Todavia, a desdenhosa Cavillaca não virava a cabeça. Aumentou a velocidade, dizendo: – Não quero ver ninguém, pois fui engravidada por uma criatura suja e vil.

Coniaraya continua a persegui-la, e, encontrando um condor, pediu-lhe notícias de Cavillaca. Ele respondeu: – Vi-a muito perto deste lugar. Se fores um pouco mais depressa, decerto a alcançarás. Rejubilante, Coniraya abenço-ou o condor e disse: – Dou-te o poder de ires para onde quiseres, de atravessar os desertos, os vales e as ravinas, de construíres em sítios onde nunca serás incomodado. Comerá tudo o que encontrares morto e aquele que mata, será morto.

Coniaraya apressou-se e encontrou uma raposa. Novamente perguntou pela deusa, mas a raposa respondeu que ele a estava a seguir em vão, pois já estava muito longe. Furioso, Coniaraya amaldiçoou-a, dizendo: – Nunca irás para lado nenhum, exceto à noite. Terás sempre um cheiro odioso, e todos os homens o perseguirão e caçarão.

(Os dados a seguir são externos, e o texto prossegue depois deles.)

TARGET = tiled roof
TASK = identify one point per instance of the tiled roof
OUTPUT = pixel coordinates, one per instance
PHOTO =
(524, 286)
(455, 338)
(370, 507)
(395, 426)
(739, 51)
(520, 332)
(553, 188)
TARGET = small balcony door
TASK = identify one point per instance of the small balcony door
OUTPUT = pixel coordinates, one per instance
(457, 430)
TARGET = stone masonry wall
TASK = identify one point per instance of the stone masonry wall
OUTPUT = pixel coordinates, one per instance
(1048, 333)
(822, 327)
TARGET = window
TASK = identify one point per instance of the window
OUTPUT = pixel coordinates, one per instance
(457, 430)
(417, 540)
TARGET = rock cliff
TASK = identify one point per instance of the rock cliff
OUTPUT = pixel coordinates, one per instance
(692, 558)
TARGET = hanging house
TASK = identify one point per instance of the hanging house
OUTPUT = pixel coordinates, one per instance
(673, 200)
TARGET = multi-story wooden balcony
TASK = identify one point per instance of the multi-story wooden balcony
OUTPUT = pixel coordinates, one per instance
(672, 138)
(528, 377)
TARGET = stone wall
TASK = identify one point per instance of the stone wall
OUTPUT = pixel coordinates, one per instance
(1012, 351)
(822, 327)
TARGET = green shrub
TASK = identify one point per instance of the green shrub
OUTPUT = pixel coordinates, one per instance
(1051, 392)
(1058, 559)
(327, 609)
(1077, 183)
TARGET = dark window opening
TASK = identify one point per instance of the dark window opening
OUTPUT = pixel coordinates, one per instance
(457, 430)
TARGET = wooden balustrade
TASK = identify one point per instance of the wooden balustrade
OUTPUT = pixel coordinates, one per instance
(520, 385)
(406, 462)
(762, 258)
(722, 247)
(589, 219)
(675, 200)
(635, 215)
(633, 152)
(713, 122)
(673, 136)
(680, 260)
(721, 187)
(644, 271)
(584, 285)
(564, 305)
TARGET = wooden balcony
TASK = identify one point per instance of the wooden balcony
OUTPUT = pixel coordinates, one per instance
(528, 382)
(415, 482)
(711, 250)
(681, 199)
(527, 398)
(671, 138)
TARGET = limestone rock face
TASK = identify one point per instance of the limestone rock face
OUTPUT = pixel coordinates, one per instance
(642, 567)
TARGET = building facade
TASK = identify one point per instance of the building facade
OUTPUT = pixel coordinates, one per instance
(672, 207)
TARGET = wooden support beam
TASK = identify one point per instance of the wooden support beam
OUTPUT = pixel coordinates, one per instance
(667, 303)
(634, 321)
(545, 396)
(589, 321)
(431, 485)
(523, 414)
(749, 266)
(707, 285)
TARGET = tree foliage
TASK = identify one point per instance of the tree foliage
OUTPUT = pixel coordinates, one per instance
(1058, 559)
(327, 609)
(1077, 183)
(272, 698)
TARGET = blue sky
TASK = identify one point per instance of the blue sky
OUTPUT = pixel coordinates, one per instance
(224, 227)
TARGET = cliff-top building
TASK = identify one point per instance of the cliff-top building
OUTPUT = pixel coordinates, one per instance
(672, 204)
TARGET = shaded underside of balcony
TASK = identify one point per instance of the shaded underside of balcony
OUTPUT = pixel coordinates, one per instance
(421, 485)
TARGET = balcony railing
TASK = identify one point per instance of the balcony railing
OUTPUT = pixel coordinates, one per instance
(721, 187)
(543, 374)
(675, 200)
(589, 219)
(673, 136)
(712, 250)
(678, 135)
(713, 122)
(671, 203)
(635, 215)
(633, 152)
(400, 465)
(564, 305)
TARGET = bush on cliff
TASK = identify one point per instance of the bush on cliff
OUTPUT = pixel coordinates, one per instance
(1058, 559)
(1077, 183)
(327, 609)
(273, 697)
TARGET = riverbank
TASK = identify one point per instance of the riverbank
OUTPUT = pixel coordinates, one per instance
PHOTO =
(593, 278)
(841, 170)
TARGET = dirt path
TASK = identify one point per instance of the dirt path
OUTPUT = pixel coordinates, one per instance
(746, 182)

O deus continuou e viu um jaguar que lhe deu notícias. Coniaraya recompensou o jaguar, tornando-o respeitado e temidos por todos, e designando-o castigador e executor de todos os que praticassem o mal. Mesmo após a morte seria honrado, pois quem matasse um jaguar usaria sua pele em festas para que pudesse ser honrado pelo povo.

Assim recompensou todos os animais que lhe davam notícias que fossem de encontro aos seus desejos, amaldiçoando todos os que lhe davam notícias desagradáveis.

Mas quando, finalmente, chegou à costa peruana no Pacífico, era demasiado tarde: fugindo, desesperada, do vagabundo que a tinha envergonhado, Cavillaca e a criança tinham-se transformado em pedra.

As tradições mencionadas nesta lenda ficaram profundamente gravadas no coração do povo peruano mesmo depois da conquista espanhola: os condores são considerados sagrados, e nunca molestados, e as peles de jaguar são usadas em ocasiões especiais; e sempre que alguém vê uma raposa, toda a aldeia se junta para caça-la.